Wanda June didn’t need encouragement to continue: “Ismay, she met Alvin on a Christian Internet site, which right there is some contradiction, the Internet being the devil’s playground. If Ismay hadn’t gone on the Internet, she wouldn’t ever met Alvin, she would still be out there in Denver with her sister, which means she and me never would have been friends, but I’d rather never known her than her be dead before her time.”
“ Denver,” Ryan said.
“That’s where she was born, lived as a girl, and then married to Reggie. She moved here to Newport, to Costa Mesa actually, she was forty-seven, because Alvin had a job here, such as it was, and so she got on with the hospital.”
“And her sister-she’s still alive?”
“The sister, Ismena, she didn’t marry Alvin, she doesn’t do e-mail let alone Internet, so she’s still not fallen off a stepladder or swallowed a silk scarf or anything, she’s doing fine, she’s a sweetheart like Ismay.”

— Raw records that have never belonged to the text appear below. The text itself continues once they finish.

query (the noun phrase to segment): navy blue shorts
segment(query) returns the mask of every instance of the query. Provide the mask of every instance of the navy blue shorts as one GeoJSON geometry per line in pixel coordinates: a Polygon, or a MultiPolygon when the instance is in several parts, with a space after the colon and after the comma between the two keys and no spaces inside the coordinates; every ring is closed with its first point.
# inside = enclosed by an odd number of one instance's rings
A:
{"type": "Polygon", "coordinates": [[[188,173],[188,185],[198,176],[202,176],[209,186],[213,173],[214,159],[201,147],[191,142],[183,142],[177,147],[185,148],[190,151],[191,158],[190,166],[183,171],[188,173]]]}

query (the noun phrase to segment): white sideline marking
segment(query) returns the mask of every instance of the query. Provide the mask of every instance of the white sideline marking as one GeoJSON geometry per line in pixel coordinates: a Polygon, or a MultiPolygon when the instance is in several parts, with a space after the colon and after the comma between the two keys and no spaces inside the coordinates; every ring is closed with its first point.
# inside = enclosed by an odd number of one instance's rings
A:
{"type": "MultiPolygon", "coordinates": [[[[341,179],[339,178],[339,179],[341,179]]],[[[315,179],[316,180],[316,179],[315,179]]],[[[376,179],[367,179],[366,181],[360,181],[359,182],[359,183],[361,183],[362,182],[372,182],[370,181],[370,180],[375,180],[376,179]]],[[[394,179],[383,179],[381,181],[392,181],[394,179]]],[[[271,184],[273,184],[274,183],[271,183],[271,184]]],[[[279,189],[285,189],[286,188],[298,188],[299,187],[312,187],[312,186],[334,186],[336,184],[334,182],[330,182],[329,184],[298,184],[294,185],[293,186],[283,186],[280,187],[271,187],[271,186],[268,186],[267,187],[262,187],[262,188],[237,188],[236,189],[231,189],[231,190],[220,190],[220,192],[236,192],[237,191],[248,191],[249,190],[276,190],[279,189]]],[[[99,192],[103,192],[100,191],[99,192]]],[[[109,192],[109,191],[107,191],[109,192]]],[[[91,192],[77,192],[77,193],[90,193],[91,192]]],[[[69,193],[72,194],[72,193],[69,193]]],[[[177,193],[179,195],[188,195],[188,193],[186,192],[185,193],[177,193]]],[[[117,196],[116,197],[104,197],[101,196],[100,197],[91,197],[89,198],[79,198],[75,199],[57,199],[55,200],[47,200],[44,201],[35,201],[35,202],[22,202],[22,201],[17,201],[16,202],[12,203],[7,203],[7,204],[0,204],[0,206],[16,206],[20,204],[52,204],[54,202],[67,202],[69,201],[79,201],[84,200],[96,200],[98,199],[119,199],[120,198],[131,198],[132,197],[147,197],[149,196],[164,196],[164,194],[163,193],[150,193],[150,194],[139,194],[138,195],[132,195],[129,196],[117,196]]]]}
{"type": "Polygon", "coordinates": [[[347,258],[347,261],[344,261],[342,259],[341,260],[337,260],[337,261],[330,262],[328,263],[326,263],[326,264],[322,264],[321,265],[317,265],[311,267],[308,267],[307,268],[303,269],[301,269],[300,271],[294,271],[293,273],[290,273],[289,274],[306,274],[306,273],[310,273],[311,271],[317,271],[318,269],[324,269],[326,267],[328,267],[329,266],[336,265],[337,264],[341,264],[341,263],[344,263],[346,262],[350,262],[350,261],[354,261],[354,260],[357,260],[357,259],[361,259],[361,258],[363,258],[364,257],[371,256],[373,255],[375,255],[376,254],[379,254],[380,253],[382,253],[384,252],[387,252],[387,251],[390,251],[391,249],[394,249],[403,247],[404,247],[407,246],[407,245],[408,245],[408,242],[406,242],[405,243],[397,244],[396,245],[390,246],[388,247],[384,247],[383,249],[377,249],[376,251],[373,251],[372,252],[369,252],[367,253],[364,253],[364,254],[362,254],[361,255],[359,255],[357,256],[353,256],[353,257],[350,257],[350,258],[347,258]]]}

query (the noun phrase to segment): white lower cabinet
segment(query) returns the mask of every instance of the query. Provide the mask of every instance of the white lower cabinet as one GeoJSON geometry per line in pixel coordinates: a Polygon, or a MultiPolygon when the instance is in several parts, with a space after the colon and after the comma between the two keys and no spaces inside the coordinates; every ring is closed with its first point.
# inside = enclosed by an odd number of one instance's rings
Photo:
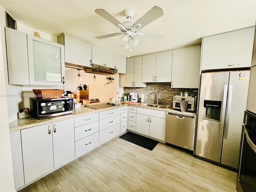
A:
{"type": "Polygon", "coordinates": [[[21,134],[25,184],[74,158],[74,118],[23,129],[21,134]]]}
{"type": "Polygon", "coordinates": [[[99,145],[99,132],[76,141],[76,157],[85,154],[99,145]]]}
{"type": "Polygon", "coordinates": [[[104,143],[120,134],[120,123],[100,131],[100,144],[104,143]]]}
{"type": "Polygon", "coordinates": [[[137,112],[136,132],[164,141],[166,112],[140,108],[137,108],[137,112]]]}

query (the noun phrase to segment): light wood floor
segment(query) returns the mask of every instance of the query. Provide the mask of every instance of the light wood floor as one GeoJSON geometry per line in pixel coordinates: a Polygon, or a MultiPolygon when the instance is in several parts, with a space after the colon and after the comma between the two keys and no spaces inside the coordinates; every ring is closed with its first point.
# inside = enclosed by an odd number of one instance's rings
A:
{"type": "Polygon", "coordinates": [[[20,192],[236,192],[236,173],[159,143],[118,137],[20,192]]]}

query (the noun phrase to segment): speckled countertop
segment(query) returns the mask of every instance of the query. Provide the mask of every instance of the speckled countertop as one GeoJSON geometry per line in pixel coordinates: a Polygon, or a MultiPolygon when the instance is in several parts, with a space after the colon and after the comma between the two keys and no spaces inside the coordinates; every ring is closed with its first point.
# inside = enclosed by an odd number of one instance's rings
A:
{"type": "Polygon", "coordinates": [[[185,114],[188,115],[196,115],[196,114],[188,111],[186,112],[182,112],[180,111],[173,109],[171,108],[157,108],[154,107],[144,106],[140,105],[133,105],[130,104],[121,105],[118,106],[112,106],[111,108],[104,108],[101,109],[92,109],[87,108],[82,105],[81,108],[75,109],[73,113],[66,115],[63,115],[56,117],[50,117],[39,120],[37,119],[34,117],[30,117],[26,119],[17,119],[9,124],[9,126],[10,131],[15,131],[22,129],[26,129],[35,126],[42,125],[47,123],[51,123],[57,121],[61,121],[65,119],[73,118],[74,117],[81,116],[82,115],[87,115],[92,113],[96,113],[101,111],[109,110],[110,109],[122,107],[125,106],[132,106],[138,107],[142,107],[143,108],[147,108],[149,109],[154,109],[156,110],[160,110],[168,112],[174,112],[176,113],[180,114],[185,114]]]}

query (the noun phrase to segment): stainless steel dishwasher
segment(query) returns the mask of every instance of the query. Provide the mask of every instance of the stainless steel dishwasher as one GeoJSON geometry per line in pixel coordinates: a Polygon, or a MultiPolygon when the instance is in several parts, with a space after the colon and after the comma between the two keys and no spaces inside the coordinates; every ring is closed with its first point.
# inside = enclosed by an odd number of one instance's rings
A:
{"type": "Polygon", "coordinates": [[[193,151],[196,116],[167,112],[165,142],[193,151]]]}

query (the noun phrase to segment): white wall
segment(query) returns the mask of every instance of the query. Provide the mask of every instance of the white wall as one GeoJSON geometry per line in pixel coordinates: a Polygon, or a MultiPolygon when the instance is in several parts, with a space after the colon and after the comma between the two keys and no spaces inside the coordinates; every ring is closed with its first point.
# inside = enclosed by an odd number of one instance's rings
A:
{"type": "Polygon", "coordinates": [[[74,93],[76,93],[76,88],[80,84],[86,84],[89,86],[89,98],[98,98],[100,102],[108,101],[110,98],[115,98],[114,90],[116,83],[118,82],[116,75],[114,75],[114,84],[105,85],[106,75],[95,74],[97,82],[92,82],[93,74],[85,73],[80,70],[79,73],[82,77],[81,81],[76,81],[76,78],[78,71],[76,69],[65,71],[66,86],[65,91],[70,91],[74,93]]]}
{"type": "MultiPolygon", "coordinates": [[[[3,54],[4,49],[3,48],[5,47],[5,38],[2,35],[4,34],[3,29],[5,18],[4,11],[4,8],[0,5],[0,96],[6,94],[4,69],[6,64],[3,54]]],[[[6,97],[1,96],[0,101],[0,191],[14,192],[16,190],[12,168],[8,117],[6,112],[7,101],[6,97]]]]}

Reason might have returned to the universe. If there was a sister, an explanation might exist that would comport with the world of laws and logic with which Ryan was comfortable.
“So you’ve stayed in touch with Ismena,” he said.
“Ismena Moon, that’s the maiden name, Alvin was a Clemm. Ismena and me write each other, talk on the phone some.”
“She still lives in Denver?”
“She does, she lives in the very house Ismay and Reggie owned, bought it away from Ismay once Ismay up and married the supposedly Christian Alvin, not that it’s my place to question anyone’s faith, stepladder or no stepladder.”
“Wanda June, what did Kyra Whipset tell you about me?”
“Didn’t even talk to her. She just knew somebody who knew me and knew I was friends with Ismay. They said you’d been impressed by her or something, would I call you.”
“As I said earlier, Ismay was very kind to me at a terrible time in my life. I wanted to…to repay that kindness. But I didn’t know she had passed on.”
“Son, I would love to hear that story, her kindness, what she did for you, put it in my Ismay-memory book.”
“I’ll tell you sometime, Wanda June. I promise. But right now, I was hoping you might put me in touch with her sister, Ismena.”
“Ismena misses Ismay so terrible, she would enjoy a polite young man like you with something good to say about the late lamented. I’ll give you her number.”
In the Mercedes sedan, on the return trip to the airport, George Zane drove, Cathy Sienna rode shotgun, and Ryan slouched in the back, slowly shuffling again and again through the photographs of the three women-Teresa, Lily, Ismay-each of them having been one half of a set of identical twins, each of them with a living sister.
According to Samantha, good stories had deep texture. They acquired texture in numerous ways. The texture of character faults and virtues, of intentions contrasted with actions, of personal philosophy shaped by backstory, of mannerisms and habits, of contrasts and contradictions, of mundanities and eccentricities, of points of view and styles of speech. The texture of vivid visual images, of smells that came off the page, of sounds that resonated in the mind’s ear, of metaphor and simile. She could list dozens of sources for narrative texture. Ryan couldn’t remember them all.
In the texture, you began to see patterns. Some were patterns of plot, which you could think of as like the center lines on a highway and the guardrails at its extremes, there to be sure that you got to your destination without getting lost in byways of meaningless event. Others were patterns of the obvious theme, to give the story purpose that made it meaningful, in part just as the rules of construction for a sonnet gave it meaning, in part just as the truth of human suffering in a blues song made it worth singing.
The most difficult patterns of all to understand, the most intriguing, and usually the most ominous were those that arose from subtext, not from the surface theme but from the implicit meaning of the tale. The less you thought about those patterns, the more you understood them, for they were the patterns of primal truths, some of which the modern mind rejected on a conscious level.